The implications of these phenomena for China, and for the world, are staggering. Unlike with the democratic world, the Chinese people don’t have the ability to vent their frustration with free and fair elections. This has the effect of putting a lid on a political pressure cooker, forcing people to express their discontent through riots and difficult-to-censor microblogging. If something goes wrong, this pressure could explode.
Domestic problems in China, either caused by political discontent or structural economic difficulties, would have disastrous effects on the economies reliant on China as a source for trade, which basically includes every country on the planet. Economies around the world would fall, and history has demonstrated that countries during these difficult times can be unpredictable, at best, on the world stage.

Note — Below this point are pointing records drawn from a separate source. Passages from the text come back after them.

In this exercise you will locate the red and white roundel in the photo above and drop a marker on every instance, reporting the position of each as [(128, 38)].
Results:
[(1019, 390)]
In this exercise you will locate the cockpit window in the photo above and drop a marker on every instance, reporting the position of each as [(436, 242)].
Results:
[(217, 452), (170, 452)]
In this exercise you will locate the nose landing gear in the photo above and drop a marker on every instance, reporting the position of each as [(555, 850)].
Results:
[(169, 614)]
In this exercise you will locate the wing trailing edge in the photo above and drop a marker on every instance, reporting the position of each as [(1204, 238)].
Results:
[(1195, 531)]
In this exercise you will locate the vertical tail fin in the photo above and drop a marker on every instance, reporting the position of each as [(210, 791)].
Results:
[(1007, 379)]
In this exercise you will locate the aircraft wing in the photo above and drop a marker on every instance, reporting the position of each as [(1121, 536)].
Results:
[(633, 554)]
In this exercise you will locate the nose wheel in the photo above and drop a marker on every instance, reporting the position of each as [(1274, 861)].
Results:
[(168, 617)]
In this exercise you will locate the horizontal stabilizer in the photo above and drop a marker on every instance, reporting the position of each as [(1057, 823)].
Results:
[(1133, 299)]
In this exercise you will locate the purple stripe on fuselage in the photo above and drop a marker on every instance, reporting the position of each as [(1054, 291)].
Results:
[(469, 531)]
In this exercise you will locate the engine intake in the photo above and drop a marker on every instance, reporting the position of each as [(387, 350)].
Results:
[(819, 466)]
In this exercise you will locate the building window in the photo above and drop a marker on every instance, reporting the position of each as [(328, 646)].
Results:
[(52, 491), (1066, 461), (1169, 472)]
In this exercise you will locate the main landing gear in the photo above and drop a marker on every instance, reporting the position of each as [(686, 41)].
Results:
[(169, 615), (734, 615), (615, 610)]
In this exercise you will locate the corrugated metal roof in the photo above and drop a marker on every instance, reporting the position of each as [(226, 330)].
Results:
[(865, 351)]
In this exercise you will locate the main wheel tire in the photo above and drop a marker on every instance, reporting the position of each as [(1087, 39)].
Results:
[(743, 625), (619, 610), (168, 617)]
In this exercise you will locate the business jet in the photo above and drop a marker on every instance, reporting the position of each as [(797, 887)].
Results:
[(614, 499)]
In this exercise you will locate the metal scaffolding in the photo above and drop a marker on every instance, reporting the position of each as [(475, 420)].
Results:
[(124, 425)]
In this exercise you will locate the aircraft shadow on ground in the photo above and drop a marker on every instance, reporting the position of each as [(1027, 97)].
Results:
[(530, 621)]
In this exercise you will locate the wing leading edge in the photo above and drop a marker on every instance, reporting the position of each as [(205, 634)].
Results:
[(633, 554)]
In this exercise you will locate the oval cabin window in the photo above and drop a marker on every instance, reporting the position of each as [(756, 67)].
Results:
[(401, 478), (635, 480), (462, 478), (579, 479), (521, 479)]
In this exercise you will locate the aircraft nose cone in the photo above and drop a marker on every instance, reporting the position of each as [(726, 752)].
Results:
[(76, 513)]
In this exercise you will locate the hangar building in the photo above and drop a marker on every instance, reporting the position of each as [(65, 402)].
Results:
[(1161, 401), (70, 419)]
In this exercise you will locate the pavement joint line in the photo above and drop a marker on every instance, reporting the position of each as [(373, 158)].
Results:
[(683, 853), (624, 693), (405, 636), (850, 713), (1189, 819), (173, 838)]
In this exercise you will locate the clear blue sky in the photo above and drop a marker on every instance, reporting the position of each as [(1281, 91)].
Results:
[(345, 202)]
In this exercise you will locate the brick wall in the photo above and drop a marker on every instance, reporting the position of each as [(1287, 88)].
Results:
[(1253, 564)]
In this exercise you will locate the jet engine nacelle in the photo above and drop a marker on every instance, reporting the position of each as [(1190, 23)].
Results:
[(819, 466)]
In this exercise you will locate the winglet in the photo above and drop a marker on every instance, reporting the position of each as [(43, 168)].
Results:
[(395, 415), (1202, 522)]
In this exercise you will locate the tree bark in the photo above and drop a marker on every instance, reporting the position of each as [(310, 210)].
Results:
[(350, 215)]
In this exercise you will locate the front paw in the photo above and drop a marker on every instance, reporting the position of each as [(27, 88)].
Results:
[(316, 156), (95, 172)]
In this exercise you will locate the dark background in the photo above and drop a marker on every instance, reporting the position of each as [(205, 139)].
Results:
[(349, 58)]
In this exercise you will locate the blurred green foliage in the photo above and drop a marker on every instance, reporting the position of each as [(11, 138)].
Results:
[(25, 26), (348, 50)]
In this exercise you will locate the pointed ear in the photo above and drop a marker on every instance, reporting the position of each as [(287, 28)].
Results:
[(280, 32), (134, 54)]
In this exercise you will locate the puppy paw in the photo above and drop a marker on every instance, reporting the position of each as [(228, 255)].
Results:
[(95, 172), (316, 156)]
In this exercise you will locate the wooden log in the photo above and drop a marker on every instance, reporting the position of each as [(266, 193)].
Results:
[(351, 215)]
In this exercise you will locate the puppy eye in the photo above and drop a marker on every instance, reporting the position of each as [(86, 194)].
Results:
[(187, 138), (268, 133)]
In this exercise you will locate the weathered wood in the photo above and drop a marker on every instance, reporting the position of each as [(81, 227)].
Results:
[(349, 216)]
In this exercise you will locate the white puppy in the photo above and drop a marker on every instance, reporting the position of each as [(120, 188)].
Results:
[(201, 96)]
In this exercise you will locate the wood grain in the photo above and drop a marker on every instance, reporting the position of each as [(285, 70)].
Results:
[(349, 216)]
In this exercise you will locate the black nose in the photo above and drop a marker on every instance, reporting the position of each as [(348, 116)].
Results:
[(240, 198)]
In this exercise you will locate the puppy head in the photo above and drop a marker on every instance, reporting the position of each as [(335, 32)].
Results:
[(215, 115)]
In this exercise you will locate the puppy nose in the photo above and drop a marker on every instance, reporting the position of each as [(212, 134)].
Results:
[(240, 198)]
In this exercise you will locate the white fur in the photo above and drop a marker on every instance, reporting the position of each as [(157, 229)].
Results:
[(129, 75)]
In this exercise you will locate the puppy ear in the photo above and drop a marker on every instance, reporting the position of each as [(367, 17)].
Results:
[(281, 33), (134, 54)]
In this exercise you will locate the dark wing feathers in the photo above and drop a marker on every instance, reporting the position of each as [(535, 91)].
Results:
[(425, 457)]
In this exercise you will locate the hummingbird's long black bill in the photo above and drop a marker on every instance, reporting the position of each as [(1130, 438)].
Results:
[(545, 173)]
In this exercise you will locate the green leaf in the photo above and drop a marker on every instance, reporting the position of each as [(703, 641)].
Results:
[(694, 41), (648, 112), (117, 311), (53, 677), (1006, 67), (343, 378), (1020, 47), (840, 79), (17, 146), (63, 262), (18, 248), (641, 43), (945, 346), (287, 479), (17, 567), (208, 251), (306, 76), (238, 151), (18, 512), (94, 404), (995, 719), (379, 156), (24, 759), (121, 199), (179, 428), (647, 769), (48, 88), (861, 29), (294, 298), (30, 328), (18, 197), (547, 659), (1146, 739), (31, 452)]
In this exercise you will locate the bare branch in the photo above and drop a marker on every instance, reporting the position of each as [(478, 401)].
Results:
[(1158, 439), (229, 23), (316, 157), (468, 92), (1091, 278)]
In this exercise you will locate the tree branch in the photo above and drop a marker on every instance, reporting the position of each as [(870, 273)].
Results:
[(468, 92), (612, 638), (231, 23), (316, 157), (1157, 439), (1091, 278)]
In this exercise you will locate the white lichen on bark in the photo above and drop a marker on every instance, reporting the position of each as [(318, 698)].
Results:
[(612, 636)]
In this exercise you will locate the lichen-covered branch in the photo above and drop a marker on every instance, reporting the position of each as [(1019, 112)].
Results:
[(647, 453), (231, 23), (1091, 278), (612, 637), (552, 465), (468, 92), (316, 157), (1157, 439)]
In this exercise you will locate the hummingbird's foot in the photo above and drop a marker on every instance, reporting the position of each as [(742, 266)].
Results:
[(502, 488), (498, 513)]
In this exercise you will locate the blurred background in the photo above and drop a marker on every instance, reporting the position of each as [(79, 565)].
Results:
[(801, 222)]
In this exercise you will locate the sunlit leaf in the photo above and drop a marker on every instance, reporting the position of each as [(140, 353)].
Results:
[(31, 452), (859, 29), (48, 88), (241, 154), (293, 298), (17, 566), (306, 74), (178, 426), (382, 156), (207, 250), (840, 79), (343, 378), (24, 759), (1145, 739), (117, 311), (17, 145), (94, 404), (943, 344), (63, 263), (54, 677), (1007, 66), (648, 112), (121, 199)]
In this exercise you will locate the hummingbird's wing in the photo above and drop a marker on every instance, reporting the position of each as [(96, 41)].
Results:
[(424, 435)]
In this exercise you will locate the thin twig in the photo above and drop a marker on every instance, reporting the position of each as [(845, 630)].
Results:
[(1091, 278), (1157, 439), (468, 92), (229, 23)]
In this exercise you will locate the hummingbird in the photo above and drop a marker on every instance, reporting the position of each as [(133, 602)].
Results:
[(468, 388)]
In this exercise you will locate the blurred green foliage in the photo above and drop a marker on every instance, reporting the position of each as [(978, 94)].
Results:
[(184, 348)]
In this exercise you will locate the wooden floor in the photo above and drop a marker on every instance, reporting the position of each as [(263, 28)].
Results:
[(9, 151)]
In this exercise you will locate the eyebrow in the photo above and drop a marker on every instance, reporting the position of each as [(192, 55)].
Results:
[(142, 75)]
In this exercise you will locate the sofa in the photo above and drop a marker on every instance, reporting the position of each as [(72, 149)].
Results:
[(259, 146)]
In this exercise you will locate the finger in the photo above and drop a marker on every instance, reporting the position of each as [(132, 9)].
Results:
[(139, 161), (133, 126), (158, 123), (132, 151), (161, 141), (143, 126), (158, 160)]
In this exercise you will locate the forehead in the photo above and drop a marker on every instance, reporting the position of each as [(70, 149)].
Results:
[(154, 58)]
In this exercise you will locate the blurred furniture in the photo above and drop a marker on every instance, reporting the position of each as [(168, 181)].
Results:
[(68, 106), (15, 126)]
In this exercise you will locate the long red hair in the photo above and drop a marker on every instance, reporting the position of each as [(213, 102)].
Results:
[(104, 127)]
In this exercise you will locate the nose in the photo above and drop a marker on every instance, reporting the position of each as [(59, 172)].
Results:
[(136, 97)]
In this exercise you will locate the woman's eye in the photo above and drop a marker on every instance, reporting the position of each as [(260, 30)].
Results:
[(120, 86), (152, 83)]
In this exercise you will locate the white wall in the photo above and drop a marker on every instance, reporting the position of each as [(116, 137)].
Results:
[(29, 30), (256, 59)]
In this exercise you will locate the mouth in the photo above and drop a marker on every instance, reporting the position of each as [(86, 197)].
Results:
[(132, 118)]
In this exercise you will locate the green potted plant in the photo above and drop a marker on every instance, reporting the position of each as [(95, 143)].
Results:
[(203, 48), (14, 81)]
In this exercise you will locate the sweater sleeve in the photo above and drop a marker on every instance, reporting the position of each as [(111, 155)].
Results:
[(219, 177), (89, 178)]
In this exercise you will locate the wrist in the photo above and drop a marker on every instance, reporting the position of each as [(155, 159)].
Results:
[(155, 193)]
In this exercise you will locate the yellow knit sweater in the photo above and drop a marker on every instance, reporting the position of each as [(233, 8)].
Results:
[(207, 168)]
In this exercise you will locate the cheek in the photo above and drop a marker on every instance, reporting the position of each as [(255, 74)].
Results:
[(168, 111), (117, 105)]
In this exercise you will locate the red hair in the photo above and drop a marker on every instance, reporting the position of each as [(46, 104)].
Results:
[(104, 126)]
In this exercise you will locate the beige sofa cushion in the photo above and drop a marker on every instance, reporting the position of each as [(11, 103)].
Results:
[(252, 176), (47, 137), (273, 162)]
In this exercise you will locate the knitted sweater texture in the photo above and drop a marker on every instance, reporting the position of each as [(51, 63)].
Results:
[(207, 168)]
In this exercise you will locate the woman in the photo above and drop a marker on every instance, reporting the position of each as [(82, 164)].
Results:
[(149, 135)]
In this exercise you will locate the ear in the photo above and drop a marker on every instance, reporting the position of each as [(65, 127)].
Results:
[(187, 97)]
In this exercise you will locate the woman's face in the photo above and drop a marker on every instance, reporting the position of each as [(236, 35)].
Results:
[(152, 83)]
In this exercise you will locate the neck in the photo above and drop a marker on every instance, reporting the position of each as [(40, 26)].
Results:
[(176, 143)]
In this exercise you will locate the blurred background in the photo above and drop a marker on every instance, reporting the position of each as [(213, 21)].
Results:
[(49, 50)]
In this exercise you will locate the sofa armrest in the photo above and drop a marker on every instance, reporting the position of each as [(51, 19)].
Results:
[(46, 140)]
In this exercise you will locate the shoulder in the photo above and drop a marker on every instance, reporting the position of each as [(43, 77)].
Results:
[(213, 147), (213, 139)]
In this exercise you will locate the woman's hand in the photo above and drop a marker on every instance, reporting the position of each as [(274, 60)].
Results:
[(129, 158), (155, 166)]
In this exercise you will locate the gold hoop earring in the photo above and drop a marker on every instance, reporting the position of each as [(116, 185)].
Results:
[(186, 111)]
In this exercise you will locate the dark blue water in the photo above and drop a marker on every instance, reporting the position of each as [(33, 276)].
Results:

China’s current leaders are acutely aware of the problems their country faces, and are trying to adjust economic growth and introduce policies designed to account for the problems created by unchecked economic growth. They have set a goal for slower economic growth, have called for increased development and investment in China’s poorer provinces, are considering policies to respond to concerns voiced by farmers and migrant workers, and are attempting to crack down on corruption. Ironically, China’s nominal communist ideology somewhat prepares China’s leaders for these challenges – after all, who understands the political challenges posed by burgeoning economic inequality and a rising middle class better than a Marxist?
America’s Gilded Age began after the national trauma that was the Civil War and a remarkable period of Reconstruction that saw significant internal development and stabilization. China’s Gilded Age began after the national trauma that was the Great Leap Forward and the Cultural Revolution, and occurred after a remarkable period of internal development and stabilization under Deng Xiaoping. The United States’ Gilded Age lasted for 16 years, ending with a financial panic in 1893 that turned into a depression, then a Progressive era that saw reform at home and adventurism abroad. It has been 22 years since 1989 signaled the end of Deng Xiaoping’s post-Mao Reconstruction and the beginning of Shanghai-style economic growth under the leadership of Jiang Zemin.